Analyses

Macky sall à l’onu : le togo et ses alliés mettent fin à ses espoirs diplomatiques

L’ambition de Macky Sall de briguer un poste majeur au sein de l’Organisation des Nations Unies (ONU) vient de subir un revers cinglant, non pas depuis les salles feutrées de New York, mais depuis Lomé. Malgré le soutien de 55 pays africains, son projet s’est heurté à une opposition inattendue, portée par le Togo, le Sénégal actuel et les nations du Alliance des États du Sahel (AES). Ce désaveug groupé ébranle les fondations mêmes de l’unité diplomatique africaine et révèle une fracture politique sans précédent.

le togo, chef de file d’une diplomatie de rupture

Ce qui aurait pu n’être qu’une simple formalité diplomatique s’est transformé en un camouflet politique. Alors que le Sénégal et ses alliés de l’AES semblent déterminés à rejeter toute candidature africaine perçue comme imposée par des logiques extérieures, Lomé a joué un rôle clé dans ce revirement. Le Togo, sous l’impulsion de Faure Gnassingbé, ne s’est pas contenté de voter contre : il a symboliquement enterré l’ère d’une diplomatie africaine complaisante et alignée sur les attentes occidentales.

Cette prise de position n’est pas anodine. Elle s’inscrit dans une stratégie plus large de souveraineté renforcée et de rejet des influences étrangères, notamment celle du Sénégal, perçu comme un acteur ayant contribué à des mesures coercitives contre le Mali, le Burkina Faso et le Niger. En refusant de soutenir Macky Sall, Lomé et ses partenaires de l’AES envoient un signal clair : l’Afrique ne sera plus un terrain de jeu pour les ambitions individuelles, mais un espace où la légitimité interne prime sur les accords de façade.

une fracture qui dépasse l’afrique de l’ouest

Les répercussions de ce rejet dépassent largement les frontières régionales. En contestant ouvertement une candidature africaine à l’ONU, le Togo et ses alliés sapent la crédibilité même du continent sur la scène internationale. Comment justifier une représentation unie de l’Afrique lorsque ses propres membres ne parviennent pas à s’accorder ? Cette question, désormais au cœur des débats géopolitiques, interroge la capacité du continent à parler d’une seule voix.

« Lomé vient de rappeler au monde que l’Afrique n’est plus un bloc homogène que l’on peut manipuler à sa guise. C’est un rappel à l’ordre historique, porté par des États déterminés à écrire leur propre destin. »
Expert en relations internationales, Université de Lomé

le sénégal, entre héritage sallien et nouvelle donne politique

Le cas du Sénégal ajoute une dimension supplémentaire à cette crise diplomatique. Alors que Macky Sall bénéficiait autrefois d’un soutien inconditionnel dans son propre pays, l’arrivée au pouvoir de Bassirou Diomaye Faye a bouleversé la donne. Le nouveau président sénégalais, en s’alignant sur la position togoise, a scellé le destin de la candidature de son prédécesseur. Une décision qui illustre une réalité implacable : une candidature africaine ne peut plus prétendre à la légitimité internationale si elle est rejetée par ses voisins immédiats.

le déclin d’une ambition : quand l’afrique tourne la page

Pour Macky Sall, le rêve d’un siège à l’ONU s’évanouit sous les coups de butoir d’une diplomatie régionale en pleine mutation. Ce n’est pas New York qui a sonné le glas de ses espoirs, mais bien Lomé, cette capitale qu’il croyait acquise à sa cause. En brisant l’unanimité africaine, Faure Gnassingbé ne s’est pas contenté de contrer une candidature : il a redéfini les règles du jeu diplomatique en Afrique, où la souveraineté et la cohésion interne priment désormais sur les alliances traditionnelles.

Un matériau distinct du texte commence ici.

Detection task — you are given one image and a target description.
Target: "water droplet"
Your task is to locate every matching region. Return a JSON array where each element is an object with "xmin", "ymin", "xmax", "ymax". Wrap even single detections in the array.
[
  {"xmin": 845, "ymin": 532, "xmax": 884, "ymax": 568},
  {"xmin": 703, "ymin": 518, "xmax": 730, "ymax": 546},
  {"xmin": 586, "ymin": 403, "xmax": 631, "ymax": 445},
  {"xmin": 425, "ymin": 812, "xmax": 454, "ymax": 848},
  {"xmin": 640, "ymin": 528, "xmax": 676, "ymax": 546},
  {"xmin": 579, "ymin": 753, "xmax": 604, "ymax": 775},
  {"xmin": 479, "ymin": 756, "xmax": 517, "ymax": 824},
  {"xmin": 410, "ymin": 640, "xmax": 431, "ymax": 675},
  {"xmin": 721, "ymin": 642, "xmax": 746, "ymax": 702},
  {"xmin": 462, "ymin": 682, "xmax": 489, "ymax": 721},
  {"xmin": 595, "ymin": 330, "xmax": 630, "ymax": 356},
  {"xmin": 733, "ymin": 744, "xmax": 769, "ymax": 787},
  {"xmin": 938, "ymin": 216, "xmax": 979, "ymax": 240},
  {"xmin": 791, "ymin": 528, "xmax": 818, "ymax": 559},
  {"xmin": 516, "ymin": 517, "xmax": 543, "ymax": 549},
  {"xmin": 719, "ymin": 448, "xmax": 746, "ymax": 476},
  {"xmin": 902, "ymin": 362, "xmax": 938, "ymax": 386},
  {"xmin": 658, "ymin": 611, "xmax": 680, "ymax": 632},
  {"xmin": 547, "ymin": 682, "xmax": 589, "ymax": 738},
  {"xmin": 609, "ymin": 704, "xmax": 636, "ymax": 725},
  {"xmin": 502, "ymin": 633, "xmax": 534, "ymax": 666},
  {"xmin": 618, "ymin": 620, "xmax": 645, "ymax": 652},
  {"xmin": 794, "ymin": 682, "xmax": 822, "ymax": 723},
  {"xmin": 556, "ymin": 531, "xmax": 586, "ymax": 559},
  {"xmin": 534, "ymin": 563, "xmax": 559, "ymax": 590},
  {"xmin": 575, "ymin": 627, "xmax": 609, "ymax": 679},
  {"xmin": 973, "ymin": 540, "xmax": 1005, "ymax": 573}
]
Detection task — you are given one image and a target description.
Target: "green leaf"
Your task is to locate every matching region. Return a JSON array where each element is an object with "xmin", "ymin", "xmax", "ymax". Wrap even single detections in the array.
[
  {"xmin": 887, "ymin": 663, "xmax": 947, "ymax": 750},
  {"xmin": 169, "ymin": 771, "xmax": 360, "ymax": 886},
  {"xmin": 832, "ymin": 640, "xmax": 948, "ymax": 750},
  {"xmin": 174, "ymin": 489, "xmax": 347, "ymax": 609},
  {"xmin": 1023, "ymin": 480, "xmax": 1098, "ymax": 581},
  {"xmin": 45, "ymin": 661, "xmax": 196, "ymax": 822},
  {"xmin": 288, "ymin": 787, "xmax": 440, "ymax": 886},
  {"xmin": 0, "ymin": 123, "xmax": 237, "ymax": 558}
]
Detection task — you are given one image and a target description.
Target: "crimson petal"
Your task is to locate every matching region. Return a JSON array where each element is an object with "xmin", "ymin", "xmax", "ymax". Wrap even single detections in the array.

Le 38ème étage du siège de l’ONU à Manhattan, symbole d’une reconnaissance internationale, s’éloigne ainsi définitivement de Macky Sall. Le verdict est tombé depuis le Golfe de Guinée : pour accéder à la scène mondiale, il ne suffit plus d’être soutenu par une majorité de pays africains, mais bien par ceux qui comptent vraiment.

que retenir de cette crise diplomatique ?

  • L’unité africaine est une illusion : L’opposition entre Lomé et Dakar prouve que le continent reste divisé, avec des intérêts divergents qui freinent toute avancée collective.
  • La souveraineté prime sur les alliances passées : Les pays de l’AES, suivis par le Togo, privilégient une diplomatie autonome, rejetant les logiques de complaisance envers l’Occident ou d’anciens dirigeants.
  • La légitimité interne est devenue un prérequis : Une candidature africaine à l’ONU doit désormais obtenir l’aval de ses voisins pour être crédible, sous peine de se heurter à un refus cinglant.